My work and thinking is perpetually inspired by José Esteban Muñoz, whose writing has inspired many of us who work in queer visual cultures. As you view and reflect on Gender Euphoria, you may find yourself considering Muñoz’s statement about queer futurity from his book Cruising Utopia: “We must dream and enact new and better pleasures, other ways of being in the world, and ultimately new worlds. Queerness is a longing that propels us onward, beyond romances of the negative and toiling in the present. Queerness is that thing that lets us feel that this world is not enough, and indeed something is missing.” Gender Euphoria offers glimpses of euphoric worlds.

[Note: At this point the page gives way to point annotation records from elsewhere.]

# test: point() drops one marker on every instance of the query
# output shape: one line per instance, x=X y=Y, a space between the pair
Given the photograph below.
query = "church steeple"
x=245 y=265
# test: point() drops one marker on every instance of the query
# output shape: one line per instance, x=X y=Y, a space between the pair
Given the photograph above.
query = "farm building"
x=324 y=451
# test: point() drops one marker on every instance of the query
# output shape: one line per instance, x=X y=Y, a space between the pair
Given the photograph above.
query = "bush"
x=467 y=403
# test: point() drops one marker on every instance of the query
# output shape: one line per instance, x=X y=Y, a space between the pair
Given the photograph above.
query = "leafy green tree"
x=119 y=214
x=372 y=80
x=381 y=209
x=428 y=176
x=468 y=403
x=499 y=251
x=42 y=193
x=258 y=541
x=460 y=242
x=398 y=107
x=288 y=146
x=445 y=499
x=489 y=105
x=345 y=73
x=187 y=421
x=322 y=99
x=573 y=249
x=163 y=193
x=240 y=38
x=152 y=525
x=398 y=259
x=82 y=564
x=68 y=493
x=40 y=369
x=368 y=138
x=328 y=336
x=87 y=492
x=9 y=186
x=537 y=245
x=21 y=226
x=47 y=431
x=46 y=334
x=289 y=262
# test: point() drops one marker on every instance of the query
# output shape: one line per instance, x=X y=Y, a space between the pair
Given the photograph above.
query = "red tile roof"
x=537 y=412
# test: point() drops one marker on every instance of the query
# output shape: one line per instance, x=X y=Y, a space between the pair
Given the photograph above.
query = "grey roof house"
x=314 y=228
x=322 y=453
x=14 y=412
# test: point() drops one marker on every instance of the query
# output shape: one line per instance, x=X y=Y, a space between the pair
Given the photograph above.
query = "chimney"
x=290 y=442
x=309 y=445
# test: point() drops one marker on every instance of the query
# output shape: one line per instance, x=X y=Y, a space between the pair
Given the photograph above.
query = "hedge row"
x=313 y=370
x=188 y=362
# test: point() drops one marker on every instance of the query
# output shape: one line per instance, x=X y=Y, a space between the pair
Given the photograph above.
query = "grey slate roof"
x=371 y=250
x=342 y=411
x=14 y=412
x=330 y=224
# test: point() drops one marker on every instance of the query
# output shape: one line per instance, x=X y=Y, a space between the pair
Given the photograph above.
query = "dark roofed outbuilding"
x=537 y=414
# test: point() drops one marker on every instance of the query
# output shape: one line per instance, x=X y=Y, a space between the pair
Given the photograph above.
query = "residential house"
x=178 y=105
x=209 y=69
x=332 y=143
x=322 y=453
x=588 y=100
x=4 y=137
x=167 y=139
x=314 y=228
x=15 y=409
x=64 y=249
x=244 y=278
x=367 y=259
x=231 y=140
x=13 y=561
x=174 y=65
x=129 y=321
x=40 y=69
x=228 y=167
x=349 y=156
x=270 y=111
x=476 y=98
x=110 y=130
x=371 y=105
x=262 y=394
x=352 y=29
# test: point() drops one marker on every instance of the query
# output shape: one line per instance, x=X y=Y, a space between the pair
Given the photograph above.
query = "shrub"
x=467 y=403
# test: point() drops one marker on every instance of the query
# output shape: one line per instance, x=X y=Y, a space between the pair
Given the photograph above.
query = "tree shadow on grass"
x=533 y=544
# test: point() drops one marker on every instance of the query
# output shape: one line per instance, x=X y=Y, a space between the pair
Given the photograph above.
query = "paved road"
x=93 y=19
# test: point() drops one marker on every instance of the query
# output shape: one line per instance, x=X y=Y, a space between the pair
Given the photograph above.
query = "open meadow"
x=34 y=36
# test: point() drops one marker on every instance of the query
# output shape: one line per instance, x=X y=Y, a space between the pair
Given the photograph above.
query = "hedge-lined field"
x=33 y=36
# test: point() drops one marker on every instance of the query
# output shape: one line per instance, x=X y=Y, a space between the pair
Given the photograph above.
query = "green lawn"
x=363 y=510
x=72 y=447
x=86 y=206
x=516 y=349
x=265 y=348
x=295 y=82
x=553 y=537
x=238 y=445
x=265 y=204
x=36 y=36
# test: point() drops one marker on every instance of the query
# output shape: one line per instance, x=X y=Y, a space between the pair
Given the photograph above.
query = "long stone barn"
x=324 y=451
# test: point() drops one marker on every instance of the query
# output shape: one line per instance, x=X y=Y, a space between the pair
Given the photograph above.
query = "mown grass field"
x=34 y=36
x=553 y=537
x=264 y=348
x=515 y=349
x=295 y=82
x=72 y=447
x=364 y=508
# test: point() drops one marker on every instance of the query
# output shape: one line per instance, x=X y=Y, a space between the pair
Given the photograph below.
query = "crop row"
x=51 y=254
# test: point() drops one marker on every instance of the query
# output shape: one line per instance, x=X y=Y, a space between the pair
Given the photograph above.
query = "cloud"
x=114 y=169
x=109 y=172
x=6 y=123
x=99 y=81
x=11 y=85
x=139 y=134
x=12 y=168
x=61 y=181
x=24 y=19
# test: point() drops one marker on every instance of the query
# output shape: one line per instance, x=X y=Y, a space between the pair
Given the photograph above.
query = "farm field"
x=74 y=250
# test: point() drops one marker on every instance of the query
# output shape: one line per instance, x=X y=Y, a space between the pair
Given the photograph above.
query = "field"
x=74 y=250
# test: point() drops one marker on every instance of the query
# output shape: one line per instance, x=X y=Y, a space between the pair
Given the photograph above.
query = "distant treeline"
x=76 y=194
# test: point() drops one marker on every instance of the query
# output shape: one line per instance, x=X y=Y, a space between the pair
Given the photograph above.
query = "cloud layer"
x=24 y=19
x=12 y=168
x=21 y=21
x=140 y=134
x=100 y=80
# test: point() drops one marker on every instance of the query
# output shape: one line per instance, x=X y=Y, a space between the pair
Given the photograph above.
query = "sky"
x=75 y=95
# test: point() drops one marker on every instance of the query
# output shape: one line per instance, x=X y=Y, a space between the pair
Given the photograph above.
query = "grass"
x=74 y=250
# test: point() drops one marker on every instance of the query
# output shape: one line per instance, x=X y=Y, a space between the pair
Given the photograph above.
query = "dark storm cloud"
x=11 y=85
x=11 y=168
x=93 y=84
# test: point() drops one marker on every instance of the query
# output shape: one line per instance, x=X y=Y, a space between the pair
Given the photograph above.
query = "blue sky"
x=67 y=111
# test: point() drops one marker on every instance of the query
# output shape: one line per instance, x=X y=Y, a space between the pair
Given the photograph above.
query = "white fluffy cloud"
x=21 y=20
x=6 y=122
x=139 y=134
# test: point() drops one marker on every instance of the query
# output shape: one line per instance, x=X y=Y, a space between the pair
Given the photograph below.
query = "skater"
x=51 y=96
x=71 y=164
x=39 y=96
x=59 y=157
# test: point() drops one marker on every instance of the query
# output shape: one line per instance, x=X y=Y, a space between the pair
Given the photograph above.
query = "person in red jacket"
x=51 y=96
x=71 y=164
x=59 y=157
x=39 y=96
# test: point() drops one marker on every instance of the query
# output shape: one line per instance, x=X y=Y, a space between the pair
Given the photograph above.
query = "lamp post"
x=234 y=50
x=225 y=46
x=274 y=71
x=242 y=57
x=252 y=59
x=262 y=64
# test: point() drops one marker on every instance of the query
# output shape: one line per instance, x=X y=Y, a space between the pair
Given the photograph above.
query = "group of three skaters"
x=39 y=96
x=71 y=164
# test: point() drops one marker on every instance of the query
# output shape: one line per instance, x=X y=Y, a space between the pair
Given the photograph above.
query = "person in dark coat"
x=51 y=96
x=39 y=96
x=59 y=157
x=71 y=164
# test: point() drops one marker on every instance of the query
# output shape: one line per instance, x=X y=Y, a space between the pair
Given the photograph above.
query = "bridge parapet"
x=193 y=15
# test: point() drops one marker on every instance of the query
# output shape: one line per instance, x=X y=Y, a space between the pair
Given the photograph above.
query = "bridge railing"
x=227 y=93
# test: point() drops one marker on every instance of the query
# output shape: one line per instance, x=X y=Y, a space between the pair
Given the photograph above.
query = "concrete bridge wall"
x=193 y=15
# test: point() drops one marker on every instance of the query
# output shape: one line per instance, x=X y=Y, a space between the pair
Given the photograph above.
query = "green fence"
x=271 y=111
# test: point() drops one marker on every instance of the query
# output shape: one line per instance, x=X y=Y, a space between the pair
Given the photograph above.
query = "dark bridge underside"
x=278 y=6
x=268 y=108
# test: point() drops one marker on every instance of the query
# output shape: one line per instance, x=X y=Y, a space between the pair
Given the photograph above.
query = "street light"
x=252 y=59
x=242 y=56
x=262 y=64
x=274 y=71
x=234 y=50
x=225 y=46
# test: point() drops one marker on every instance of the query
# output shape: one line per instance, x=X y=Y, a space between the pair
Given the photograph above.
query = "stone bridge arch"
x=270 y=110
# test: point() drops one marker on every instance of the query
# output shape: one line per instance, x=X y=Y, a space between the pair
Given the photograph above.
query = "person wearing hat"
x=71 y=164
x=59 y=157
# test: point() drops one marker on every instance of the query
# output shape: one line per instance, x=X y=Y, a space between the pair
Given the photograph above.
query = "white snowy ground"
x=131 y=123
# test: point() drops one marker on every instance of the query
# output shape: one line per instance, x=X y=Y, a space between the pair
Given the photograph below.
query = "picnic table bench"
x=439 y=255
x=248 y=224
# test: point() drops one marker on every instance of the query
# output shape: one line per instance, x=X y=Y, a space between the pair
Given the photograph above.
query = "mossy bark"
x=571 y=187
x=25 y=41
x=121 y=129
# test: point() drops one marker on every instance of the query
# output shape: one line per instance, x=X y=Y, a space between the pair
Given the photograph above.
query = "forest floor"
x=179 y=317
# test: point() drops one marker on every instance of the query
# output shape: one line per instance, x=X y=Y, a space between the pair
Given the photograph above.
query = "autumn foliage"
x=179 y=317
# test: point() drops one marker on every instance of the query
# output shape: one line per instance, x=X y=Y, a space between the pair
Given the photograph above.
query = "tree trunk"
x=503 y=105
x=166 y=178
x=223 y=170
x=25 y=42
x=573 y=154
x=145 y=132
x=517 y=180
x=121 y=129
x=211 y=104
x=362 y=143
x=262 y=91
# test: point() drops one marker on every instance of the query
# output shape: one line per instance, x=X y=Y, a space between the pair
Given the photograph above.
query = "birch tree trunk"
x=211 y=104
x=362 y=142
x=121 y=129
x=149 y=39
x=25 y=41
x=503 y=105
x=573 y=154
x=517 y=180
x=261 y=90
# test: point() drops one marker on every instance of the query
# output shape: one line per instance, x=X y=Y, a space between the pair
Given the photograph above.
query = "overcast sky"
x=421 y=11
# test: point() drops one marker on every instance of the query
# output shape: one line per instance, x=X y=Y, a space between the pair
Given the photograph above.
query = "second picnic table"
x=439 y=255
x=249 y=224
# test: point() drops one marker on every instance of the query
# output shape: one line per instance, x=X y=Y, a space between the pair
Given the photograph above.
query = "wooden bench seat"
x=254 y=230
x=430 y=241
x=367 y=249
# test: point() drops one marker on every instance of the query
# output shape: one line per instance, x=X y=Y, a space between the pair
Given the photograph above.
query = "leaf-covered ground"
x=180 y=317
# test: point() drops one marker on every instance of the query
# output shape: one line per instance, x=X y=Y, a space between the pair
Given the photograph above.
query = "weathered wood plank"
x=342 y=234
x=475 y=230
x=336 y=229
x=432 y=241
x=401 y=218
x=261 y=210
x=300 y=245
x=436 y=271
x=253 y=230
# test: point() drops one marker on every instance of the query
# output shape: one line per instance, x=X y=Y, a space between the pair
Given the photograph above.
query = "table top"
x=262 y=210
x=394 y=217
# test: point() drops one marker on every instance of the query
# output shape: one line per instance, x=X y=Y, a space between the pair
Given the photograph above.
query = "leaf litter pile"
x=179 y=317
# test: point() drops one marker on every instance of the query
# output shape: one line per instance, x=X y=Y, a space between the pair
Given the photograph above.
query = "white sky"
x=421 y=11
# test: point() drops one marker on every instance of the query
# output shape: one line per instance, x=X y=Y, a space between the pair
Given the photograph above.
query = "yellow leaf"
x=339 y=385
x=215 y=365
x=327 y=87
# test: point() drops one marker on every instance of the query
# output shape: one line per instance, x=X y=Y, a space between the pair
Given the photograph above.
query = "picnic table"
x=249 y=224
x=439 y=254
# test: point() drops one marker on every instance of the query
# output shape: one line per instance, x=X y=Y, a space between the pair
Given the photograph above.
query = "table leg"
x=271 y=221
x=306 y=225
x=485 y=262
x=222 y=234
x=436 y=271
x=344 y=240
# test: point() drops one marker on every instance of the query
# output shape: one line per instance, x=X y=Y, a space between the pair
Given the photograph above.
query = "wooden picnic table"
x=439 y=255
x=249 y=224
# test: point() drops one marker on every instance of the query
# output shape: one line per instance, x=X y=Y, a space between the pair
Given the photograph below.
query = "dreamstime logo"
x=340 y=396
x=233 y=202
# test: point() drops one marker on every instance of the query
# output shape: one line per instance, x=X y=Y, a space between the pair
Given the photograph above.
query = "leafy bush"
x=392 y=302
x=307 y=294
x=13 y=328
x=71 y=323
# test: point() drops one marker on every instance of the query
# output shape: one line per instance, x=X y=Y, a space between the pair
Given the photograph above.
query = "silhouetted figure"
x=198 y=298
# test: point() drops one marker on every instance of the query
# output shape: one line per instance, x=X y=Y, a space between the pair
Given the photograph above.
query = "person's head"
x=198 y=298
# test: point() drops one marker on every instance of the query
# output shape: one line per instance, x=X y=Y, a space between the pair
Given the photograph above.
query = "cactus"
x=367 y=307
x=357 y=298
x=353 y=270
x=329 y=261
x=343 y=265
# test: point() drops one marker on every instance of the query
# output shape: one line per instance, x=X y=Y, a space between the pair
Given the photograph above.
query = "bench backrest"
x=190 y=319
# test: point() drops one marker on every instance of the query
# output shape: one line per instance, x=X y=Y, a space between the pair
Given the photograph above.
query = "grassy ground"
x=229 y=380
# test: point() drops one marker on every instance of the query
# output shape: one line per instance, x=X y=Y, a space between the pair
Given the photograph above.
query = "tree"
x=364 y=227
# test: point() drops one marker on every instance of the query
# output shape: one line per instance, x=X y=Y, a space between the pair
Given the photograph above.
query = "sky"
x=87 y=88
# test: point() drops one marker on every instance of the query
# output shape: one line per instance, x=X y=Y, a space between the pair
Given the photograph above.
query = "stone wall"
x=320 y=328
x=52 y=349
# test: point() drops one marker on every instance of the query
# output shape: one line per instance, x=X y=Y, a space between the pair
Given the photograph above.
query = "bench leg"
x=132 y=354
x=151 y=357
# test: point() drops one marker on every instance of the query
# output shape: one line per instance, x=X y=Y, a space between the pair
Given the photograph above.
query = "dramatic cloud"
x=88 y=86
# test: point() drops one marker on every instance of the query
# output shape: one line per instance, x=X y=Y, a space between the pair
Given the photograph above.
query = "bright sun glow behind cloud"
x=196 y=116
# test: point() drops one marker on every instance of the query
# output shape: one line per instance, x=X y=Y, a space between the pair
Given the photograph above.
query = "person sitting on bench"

Becca Owen (they/them) is the Five Oaks Museum Summer 2020 Guest Curator. Becca is a genderqueer, non-binary art historian, curator, and arts administrator. They hold a BA in art history and queer studies from Sarah Lawrence College, and will begin work on their PhD in art history, visual cultures, and gender and women’s studies this fall at University of Wisconsin – Madison. Their past experience includes working as the Head Curator of the Open Show at the Lake Oswego Festival of the Arts, a Visitor Services Lead at the Portland Art Museum, and an Engagement Fellow at the Museum of Art and Design in New York.